The teams were then given one week to create a menu in quantities sufficient for the three judges, then turn the recipes over to the officials so that the ingredients could be procured. An email discussion with my team resulted in the following menu:
Dish 1: Simple Salad
Mixed organic baby lettuce
Reduced balsamic vinaigrette dressing: zest of 1 lemon, 4 tbsp Balsamic vinegar, 2 tbsp olive oil
Shredded Manchego goat cheese
Dish 2: Orzo d’ Goat
1/2 cup Orzo
2 tbsp Olive oil
6 oz plain goat cheese crumbles
Chopped sun dried tomatoes
Chopped whites of spring onion
Chopped fresh basil & oregano
Juice of one lemon
Heat enough water to cover the tomatoes, add a dash of balsamic vinegar and let them soak. Boil the orzo for 8-10 minutes and strain and place hot into a mixing bowl with the goat cheese. Add lemon juice and stir until smooth and evenly distributed, then strain the tomatoes and mix them in with the green onions, basil, oregano, salt & pepper to taste.
Dish 3: Greek Fajitas
1 lb flank steak, 20 minutes in marinade: juice of 1 lemon, 2 tbsp olive oil, chopped fresh rosemary & mint, several cloves minced fresh garlic, salt & pepper
Fresh spinach, wilted buttered & salted
Goat cheese crumbles
Sauteed yellow onions
Steamed flour tortillas
This was an ambitious plate, but we all agreed that we wanted to make it a complete meal balanced with vegetables, protein and starch. After a quick assessment of our skills, we delegated tasks and agreed to do some experimentation at home. I took the results of the home testing and compiled the meal intio a list of twenty-nine major steps. The goal was to be under the one hour time limit, but no so much under that our food got cold.
The kitchens at Culin Aire were well stocked, and the staff made sure that all teams had the right tools, ingredients and their favorite libations. Each station was set with three cutting boards and knives, and two butane burners. As the keeper of the list, I stood in the middle checking off numbers and keeping track of time. It was both tense and fun, but the plan worked well and we were right on time. I was not used to the hot gas burners and overcooked my first batch of vinaigrette dressing, but had time to recover with a second attempt. When the time reached five minutes left, we plated the dish and presented it to the judges. In the end, a potato and goat cheese fritatta won the battle of six meals, and there were many creative dishes that I sadly did not get to taste.

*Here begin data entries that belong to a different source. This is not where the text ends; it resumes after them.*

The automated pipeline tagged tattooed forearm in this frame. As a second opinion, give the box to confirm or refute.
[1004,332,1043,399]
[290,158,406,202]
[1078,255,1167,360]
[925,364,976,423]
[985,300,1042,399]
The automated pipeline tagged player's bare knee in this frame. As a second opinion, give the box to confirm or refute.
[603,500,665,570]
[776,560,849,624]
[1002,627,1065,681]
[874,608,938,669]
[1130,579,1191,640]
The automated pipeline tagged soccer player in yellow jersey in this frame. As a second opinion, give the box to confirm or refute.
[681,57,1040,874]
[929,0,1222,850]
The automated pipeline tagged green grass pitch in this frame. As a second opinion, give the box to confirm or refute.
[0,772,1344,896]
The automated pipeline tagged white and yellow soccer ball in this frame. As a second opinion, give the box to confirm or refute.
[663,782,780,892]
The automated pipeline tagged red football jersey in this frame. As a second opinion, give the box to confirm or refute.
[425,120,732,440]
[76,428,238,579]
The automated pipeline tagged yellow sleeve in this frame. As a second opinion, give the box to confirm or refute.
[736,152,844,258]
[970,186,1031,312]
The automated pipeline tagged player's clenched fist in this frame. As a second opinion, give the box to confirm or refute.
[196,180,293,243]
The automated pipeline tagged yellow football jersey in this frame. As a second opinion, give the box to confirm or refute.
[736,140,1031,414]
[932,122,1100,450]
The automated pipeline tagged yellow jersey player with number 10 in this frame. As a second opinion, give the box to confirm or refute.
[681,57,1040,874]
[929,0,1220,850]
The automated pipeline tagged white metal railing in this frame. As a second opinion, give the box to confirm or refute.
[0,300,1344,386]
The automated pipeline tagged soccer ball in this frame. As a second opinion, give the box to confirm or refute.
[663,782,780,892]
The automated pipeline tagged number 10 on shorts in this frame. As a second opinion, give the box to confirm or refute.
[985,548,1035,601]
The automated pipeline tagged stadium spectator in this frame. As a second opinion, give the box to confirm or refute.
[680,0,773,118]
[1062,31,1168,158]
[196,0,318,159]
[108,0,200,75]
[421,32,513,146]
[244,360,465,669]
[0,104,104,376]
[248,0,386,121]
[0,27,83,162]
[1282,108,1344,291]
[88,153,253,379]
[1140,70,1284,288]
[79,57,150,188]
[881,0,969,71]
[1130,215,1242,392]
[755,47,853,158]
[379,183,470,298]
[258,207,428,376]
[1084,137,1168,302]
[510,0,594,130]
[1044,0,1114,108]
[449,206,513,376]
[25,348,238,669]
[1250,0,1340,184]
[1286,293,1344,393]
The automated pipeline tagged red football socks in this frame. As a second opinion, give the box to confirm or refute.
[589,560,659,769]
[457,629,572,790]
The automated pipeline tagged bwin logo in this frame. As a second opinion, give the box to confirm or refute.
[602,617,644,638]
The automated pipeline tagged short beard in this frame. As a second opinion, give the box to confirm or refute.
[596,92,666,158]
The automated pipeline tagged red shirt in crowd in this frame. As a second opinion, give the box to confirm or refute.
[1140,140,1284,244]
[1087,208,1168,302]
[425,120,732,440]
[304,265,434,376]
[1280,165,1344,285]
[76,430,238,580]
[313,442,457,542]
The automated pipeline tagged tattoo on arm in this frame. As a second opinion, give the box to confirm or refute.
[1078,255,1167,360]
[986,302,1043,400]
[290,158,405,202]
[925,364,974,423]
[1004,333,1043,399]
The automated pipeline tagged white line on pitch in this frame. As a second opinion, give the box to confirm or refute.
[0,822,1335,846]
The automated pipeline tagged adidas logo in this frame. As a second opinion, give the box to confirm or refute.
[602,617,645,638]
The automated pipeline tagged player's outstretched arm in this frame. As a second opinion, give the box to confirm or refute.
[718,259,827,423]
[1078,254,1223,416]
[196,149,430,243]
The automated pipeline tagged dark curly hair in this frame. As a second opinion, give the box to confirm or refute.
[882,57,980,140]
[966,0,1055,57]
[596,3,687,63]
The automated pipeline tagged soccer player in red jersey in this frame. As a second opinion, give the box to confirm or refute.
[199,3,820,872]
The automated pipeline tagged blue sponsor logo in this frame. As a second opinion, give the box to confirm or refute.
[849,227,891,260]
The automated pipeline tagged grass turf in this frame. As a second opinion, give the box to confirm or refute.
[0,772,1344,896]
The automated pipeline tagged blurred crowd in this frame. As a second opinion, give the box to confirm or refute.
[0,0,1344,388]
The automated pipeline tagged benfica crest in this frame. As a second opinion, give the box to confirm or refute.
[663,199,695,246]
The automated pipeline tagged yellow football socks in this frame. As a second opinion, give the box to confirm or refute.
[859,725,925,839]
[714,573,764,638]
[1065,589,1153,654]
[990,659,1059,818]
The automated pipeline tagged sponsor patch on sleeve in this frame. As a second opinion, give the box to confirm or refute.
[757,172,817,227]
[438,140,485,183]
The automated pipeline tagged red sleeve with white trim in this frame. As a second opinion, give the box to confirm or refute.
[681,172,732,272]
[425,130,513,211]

So what did I take away from the experience? Well the Orzo d’Goat is a definite keeper, and makes a great side dish for dinner or parties. While I still like the concept of the “greek” fajita as an American mash-up meal, I think this idea need to go back on the burner and stew for a while. As a team building exercise I think this worked out really well. It was both challenging and fun, and I got to make new friends within the department.